By Dr. Katalin Karikó

” A powerful memoir from Katalin Karikó, winner of the 2023 Nobel Prize in Physiology or Medicine, whose decades-long research led to the COVID-19 vaccines.Breaking Through isn’t just the story of an extraordinary woman. It’s an indictment of closed-minded thinking and a testament to one woman’s commitment to laboring intensely in obscurity-knowing she might never be recognized in a culture that is driven by prestige, power, and privilege-because she believed her work would save lives.”


Women in stem disciplines : the Yfactor 2016 global report on gender in science, technology, engineering and mathematics (Springer 2016)

By Claudine Schmuck

This book provides revealing insights into the situation of women both in STEM education and the employment of women by drawing on a range of public and private databases. Presents a global perspective on women in STEM based innovations, with detailed analyses by geographical area.
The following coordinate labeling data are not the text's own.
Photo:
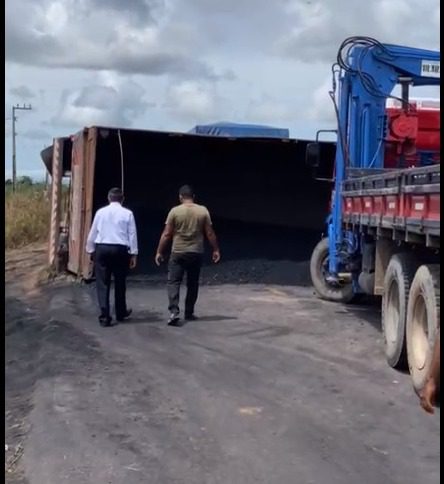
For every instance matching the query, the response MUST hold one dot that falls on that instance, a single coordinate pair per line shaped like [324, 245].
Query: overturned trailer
[247, 176]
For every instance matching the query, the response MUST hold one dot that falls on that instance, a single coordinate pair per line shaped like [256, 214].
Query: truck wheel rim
[420, 333]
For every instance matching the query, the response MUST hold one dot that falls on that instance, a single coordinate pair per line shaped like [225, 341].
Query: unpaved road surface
[270, 386]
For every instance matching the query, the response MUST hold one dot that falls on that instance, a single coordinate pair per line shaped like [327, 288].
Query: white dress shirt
[113, 224]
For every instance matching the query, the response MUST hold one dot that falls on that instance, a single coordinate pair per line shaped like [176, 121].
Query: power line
[14, 134]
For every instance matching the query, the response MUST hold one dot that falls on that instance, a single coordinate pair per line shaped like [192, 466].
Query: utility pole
[14, 134]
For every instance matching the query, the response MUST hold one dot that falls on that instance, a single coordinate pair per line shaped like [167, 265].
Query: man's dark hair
[115, 195]
[186, 191]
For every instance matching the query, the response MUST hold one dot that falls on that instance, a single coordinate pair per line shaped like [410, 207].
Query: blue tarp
[235, 130]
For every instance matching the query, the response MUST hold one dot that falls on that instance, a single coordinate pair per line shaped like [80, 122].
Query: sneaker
[126, 316]
[191, 317]
[173, 319]
[105, 321]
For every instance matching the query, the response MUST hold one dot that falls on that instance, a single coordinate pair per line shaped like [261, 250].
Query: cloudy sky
[170, 64]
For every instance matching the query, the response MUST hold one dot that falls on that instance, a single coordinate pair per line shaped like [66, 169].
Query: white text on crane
[430, 68]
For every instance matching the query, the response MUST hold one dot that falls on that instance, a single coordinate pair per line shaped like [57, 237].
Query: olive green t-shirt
[188, 221]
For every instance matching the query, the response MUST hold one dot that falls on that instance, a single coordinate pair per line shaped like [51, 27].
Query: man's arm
[93, 232]
[212, 239]
[132, 237]
[165, 239]
[428, 393]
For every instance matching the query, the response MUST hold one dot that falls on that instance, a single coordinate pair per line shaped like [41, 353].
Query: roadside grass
[27, 214]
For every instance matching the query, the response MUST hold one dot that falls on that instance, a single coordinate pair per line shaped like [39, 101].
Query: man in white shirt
[112, 242]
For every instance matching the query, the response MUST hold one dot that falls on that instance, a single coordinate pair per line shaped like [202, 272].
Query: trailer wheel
[318, 271]
[423, 314]
[397, 281]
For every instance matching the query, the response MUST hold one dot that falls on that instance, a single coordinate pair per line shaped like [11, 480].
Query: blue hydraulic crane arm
[368, 73]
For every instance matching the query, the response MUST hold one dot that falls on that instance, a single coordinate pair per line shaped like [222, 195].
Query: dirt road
[270, 386]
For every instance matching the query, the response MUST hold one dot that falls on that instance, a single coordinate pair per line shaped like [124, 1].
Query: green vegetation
[27, 213]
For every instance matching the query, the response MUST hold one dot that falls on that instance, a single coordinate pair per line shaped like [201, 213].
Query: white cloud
[192, 100]
[111, 103]
[172, 63]
[321, 107]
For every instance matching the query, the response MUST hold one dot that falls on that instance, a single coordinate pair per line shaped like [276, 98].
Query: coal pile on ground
[251, 253]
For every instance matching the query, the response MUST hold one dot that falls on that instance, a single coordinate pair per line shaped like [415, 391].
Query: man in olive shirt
[187, 225]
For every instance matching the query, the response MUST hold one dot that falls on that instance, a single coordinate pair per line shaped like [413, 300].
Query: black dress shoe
[126, 315]
[105, 321]
[174, 320]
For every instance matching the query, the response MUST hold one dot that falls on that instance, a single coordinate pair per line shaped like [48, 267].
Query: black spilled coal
[267, 209]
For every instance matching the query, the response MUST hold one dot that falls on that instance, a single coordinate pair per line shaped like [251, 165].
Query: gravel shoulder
[271, 385]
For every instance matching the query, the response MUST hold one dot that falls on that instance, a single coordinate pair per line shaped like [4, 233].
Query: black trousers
[111, 260]
[179, 265]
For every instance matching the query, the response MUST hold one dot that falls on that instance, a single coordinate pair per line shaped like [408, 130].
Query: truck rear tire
[398, 278]
[423, 314]
[318, 263]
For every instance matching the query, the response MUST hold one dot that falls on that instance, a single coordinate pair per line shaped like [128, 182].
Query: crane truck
[383, 229]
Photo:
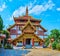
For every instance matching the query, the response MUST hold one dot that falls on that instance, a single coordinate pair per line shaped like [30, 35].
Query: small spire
[27, 11]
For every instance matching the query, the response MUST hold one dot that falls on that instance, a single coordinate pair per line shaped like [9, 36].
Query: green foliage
[54, 45]
[1, 24]
[0, 45]
[58, 46]
[47, 43]
[8, 46]
[54, 34]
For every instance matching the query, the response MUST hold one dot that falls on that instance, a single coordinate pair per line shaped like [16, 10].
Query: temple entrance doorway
[28, 41]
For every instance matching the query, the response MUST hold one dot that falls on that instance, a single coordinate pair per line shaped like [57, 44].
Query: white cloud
[2, 7]
[34, 9]
[58, 9]
[10, 0]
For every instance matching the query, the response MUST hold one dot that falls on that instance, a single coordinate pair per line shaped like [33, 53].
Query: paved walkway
[43, 52]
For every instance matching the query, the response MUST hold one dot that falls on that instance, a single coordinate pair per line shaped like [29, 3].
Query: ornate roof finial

Brings together a unique blend of perspectives, thanks to partnerships with institutions, NGOs and the private sector

Rosalind Franklin : the dark lady of DNA (HarperCollins 2003)

By Brenda Maddox

In 1962, Maurice Wilkins, Francis Crick, and James Watson received the Nobel Prize, but it was Rosalind Franklin’s data and photographs of DNA that led to their discovery. Brenda Maddox tells a powerful story of a remarkably single-minded, forthright, and tempestuous young woman who, at the age of fifteen, decided she was going to be a scientist, but who was airbrushed out of the greatest scientific discovery of the twentieth century.


Astronauts : women on the final frontier (First Second 2020)

By Jim Ottaviani

The U.S. may have put the first man on the moon, but it was the Soviet space program that made Valentina Tereshkova the first woman in space. It took years to catch up, but soon NASA’s first female astronauts were racing past milestones of their own. The trail-blazing women of Group 9, NASA’s first mixed gender class, had the challenging task of convincing the powers that be that a woman’s place is in space, but they discovered that NASA had plenty to learn about how to make space travel possible for everyone.